23 de enero de 1889

Teresa Marqués tiene a los hombres clasificados en tres categorías: los que miran, los que hablan y los que hacen. Ella sólo ha conocido de los primeros, y es una pena. De los que hablan no quiere, la ponen muy nerviosa. Los hombres que hablan son para las mujeres que pueden corresponderles con palabras y ella apenas sabe palabras bonitas. Los hombres que hacen, a su vez, se dividen en los que hacen bien y los que hacen mal. Conviene acertar la elección porque después no hay vuelta atrás. Tal vez por eso sigue soltera y vive una vida a remolque de su padrastro y de sus hermanos. Demasiadas clasificaciones y exigencias.

Silvestre es de la tercera categoría, se ve a la legua. Hombre de buenas acciones, honesto, valiente, simpático, despierto, de mente abierta… Justamente lo que ella quiere y necesita. Teresa Marqués decide que será para ella cuando pensar así es un pecado horrible. Trata de aliviar su mala conciencia con buenas obras vecinales. Después de todo, no hace nada malo. Si Silvestre queda viudo poco después, será cosa del destino, se dice, ella no ha tenido nada que ver.

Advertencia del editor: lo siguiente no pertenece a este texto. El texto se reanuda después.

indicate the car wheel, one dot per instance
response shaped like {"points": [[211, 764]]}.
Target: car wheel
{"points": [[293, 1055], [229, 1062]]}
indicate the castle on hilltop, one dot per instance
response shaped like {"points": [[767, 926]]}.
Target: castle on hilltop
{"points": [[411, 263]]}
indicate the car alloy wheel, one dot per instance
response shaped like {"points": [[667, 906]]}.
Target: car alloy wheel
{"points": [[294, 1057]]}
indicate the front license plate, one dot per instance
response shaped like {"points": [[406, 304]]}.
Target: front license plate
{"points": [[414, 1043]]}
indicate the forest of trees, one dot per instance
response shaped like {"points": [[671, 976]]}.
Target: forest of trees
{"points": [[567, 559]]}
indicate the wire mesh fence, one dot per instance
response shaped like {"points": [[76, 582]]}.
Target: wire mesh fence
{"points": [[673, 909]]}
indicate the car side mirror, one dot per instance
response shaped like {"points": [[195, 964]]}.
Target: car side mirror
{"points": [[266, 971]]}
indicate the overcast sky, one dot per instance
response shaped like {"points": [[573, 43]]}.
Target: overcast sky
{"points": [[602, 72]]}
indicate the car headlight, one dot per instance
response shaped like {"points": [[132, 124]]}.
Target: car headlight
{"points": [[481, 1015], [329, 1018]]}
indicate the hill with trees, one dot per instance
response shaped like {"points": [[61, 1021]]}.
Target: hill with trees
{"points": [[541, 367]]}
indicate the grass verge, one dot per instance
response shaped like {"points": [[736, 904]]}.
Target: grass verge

Es de justicia decir que Teresa Marqués se ha ganado a pulso el derecho a ser la segunda esposa del hombre al que ama. Lo hace cuidando hasta el último aliento a María Rosa Planas, la esposa enferma que siempre se arrepintió de haber llegado a esta ciudad esquiva. En los últimos meses no ha querido ver a nadie, sólo a Teresa. Y ella la ha atendido, ha cuidado de sus hijos, ha estado pendiente de todo. Florián y Eustaquia prácticamente viven en el taller de costura y quieren a Teresa Marqués como a una tía o una madrina. Una tía joven, más alegre y cercana, que les lee libros y les da —sólo de vez en cuando— pan con chocolate para merendar. Cuando María Rosa Planas ya no puede ni levantarse sola de la cama, Teresa le trae la comida y la alimenta con palabras dulces e infinita paciencia. María Rosa Planas le dedica una sonrisa triste y murmura:

—¿Tenéis parientes en el pueblo? ¿Batet, Joanetes, Santa Pau? No parecéis gente de mar, señora.

Teresa Marqués le da la razón a cucharadas, con la sopa.

Entonces, la vida da un tumbo, María la del tintorero se va al cielo y su Silvestre se queda solo con dos criaturas y la hija mayor. Y como ya se han mirado mucho y tienen la mitad del camino andado, él no tarda ni dos semanas en pedirle sin ninguna solemnidad y con mucha gracia que sea su mujer y la compañera que necesita para no volverse uno de esos viejos agostados a quienes todo les parece mal y que no encuentran motivos ni para abrocharse las alpargatas.

—Los hombres como yo necesitan mujeres como usted, Teresa.

Y ella responde:

—Yo creo que debería tutearme.

La vigilia de la boda, Teresa Marqués pide a los hombres que lleven sus cosas a casa del tintorero. La cómoda de su madre, ventruda y barnizada, que manda colocar en el dormitorio. El armario, la cama, el colchón de lana, dos camisones, seis sábanas de hilo donde con gran emoción ha bordado su inicial bien amarrada a la de él: una T y una S que parecen la serpiente y el árbol de la ciencia. Este ajuar es su aportación material al matrimonio, junto con las dos mil pesetas que ha conseguido ahorrar durante toda su vida.

Se casan en San José el 23 de enero de 1889. El día es tan gélido y desagradable que dan ganas de esconderse. Teresa Marqués tiene aún más ganas que los demás. Mira a Silvestre, vestido con la chaqueta y la blusa blanca y planchada, con las alpargatas nuevas recién encintadas y el pelo peinado hacia atrás con agua de colonia y no puede creerse que ahora sea suyo.

¡Y cómo habla, este Silvestre Pujolà, y qué cosas dice! La hace reír tanto que por las noches no la deja dormir. A su lado se siente como si tuviera veinte años. Tiene un acento raro, como si los sonidos le salieran de dentro, del fondo de una montaña. Acento de tierra áspera, que ella no puede conocer porque ha vivido siempre a la orilla del mar. Pero lo que más le gusta es el modo en que la mira, con unos ojos de un azul tan transparente que parecen poder mostrar lo que hay tras ellos. A veces se formula una extraña pregunta: ¿Qué hay tras los ojos de su marido —¡su marido!, ¡qué risa!—: un pasado, un futuro, un olvido, un destino…? No acaba de encontrar la respuesta, pero le da lo mismo, porque este azul es como para pintarse con él una vida entera. Una vida de color azul Silvestre. La suya, de nadie más. La que por fin ha llegado.